Crestview slowly thaws out from historic winter blast

“We still have icy conditions and people are driving like we don’t have icy conditions,” McCosker said in frustration shortly after noon today.

While major roads such as State Road 85 are mostly clear, shaded parts of many side roads like Stillwell Boulevard, Redstone Avenue and Old Bethel Road are still icy, he said.
“It’s not black ice, it’s flat-out ice,” McCosker said. “Our officers are trying to keep people from driving on the icy roads. Schools are closed for a reason: it’s still not safe to travel. (Driving now) is putting first responders at risk.”
Enzo’s havoc is widespread. For example, since the storm began, scores of semi-trucks and other vehicles have slipped off parts of Interstate 10 and U.S. Highway 90. Early this afternoon, snowplows and road graders were being used by Florida Department of Transportation workers to remove ice and snow on I-10 to restore traffic. Schools in Okaloosa County are closed until Monday.

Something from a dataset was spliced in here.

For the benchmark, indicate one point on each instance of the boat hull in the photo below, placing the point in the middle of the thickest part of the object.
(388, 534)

According to the National Weather Service in Mobile, Alabama, Winter Storm Enzo dumped 9 inches of snow on Crestview and 10 inches on Jay and Milton. Elsewhere, it dropped 8 1/2 inches on Baker, 7 1/2 inches on Fort Walton Beach, 8 inches on Navarre, and 2.8 inches on Destin.
Nearly all of those totals broke the state’s previous record snowfall from March 6, 1954, when 4 inches fell near Milton.

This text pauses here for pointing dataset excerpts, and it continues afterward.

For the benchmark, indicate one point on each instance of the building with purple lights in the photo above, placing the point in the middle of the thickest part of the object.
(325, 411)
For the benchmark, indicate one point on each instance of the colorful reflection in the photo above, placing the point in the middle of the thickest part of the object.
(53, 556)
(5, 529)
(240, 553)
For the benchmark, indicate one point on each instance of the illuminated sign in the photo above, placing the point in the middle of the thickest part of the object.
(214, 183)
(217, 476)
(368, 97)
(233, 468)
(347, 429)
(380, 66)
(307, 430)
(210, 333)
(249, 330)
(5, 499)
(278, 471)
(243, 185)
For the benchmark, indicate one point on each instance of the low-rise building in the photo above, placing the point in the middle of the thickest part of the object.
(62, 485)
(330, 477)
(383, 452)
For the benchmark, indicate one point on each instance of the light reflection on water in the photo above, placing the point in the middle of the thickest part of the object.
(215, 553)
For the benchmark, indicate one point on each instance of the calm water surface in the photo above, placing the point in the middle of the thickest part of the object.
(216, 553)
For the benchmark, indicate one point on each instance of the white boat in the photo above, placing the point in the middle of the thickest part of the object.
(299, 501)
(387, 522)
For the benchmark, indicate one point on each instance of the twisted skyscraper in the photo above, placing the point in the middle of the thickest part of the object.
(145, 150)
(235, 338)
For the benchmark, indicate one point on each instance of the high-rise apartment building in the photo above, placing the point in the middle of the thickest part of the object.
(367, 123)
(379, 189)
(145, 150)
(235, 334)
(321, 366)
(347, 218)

Crestview’s last snowfall before Enzo occurred on Dec. 8 and 9, 2017, when about a half inch of snow fell, NWS Meteorologist Jason Beaman said.
Beaman said a “perfect combination” of ingredients led to the record-setting Winter Storm Enzo: A few days before Enzo arrived, the region was blasted with a very deep-cold air mass “straight out of the Arctic.” A storm system then came from the west, and a low-pressure system that developed over the Gulf of Mexico brought sufficient moisture, but no warm air, into our area over the cold air mass.

Beaman noted that the 7.6 inches of snow Enzo brought to Pensacola easily broke that city’s former record of 3 inches set in 1895.
“Does it happen often? No,” he said about profound snowfalls in the Florida Panhandle. “It may take another 100 years to happen again, or it may take 20 years. You never say ‘never.’”
Crestview’s daytime high temperature for today is 44 degrees, 17 degrees below the average daily high of 61.
On Sunday, the morning low for Crestview is forecast to be 33 degrees, with a daytime high of 59. The daytime temps are expected to increase from there, with a high of 69 degrees next Thursday.

McCosker, who became Crestview’s police chief in late 2019, is a native of New York state. He said the last time he saw snow before Enzo might have been in 2018, when he attended the FBI Academy in Quantico, Virginia.